Limited by the design of software or the system resources, many currently available tools cannot fully use the system resources allotted to them or may not achieve excellent efficiency and can even generate errors (such as memory overflow) when running multiple jobs simultaneously. When running each step, BioQueue monitors the actual resources (CPU, peak memory usage, and disk usage) that a step occupies and predicts future resources usage for this step from collected data. It then uses a greedy-algorithm-based dispatcher to arrange the execution order of multiple jobs to ensure the maximum usage of resources and thus speed up the overall efficiency of analysis. For analyzing the same set of data with the identical pipeline, BioQueue can save up to 46% of the required time (boosting rates vary depending on protocols).

Protecting the integrity of results

To protect the integrity of analysis results from human errors (like overwriting a result file by accident), BioQueue actively scans the changes on the inputs and outputs that jobs depend and produce. If files are changed after the job is finished, a color indication (red) will be added to the corresponding job cards.

Another common situation is that after a specific period, you may need to rerun the same analysis for different reasons (like you want to test the reproducibility of the results).
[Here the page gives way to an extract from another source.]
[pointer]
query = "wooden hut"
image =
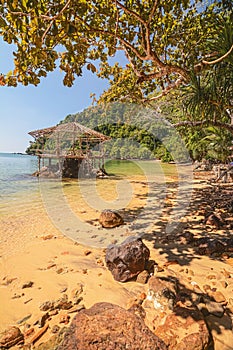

BioQueue keeps track of the versions of protocols that jobs used, and if a job is not generated with the latest protocol, another color indication (yellow) will be added to the job cards warning that rerun the job may yield inconsistent results.

BioQueue also supports achieving job files and backup them to a different destination to prevent the effect of disk failure.

Other handy functions

  • Steps can be executed in different conda/venv environments so that you can handle dependencies that different tools/software requires with ease;
  • BioQueue provides a registry of biosamples, and automatically associates jobs with registered samples;
  • BioQueue has two types of account groups: worker (with read and write permission) and viewer (read only). You can create viewer accounts and share the account info with your partners, they will be able to download files, and you don’t need to worry about jobs’ safety.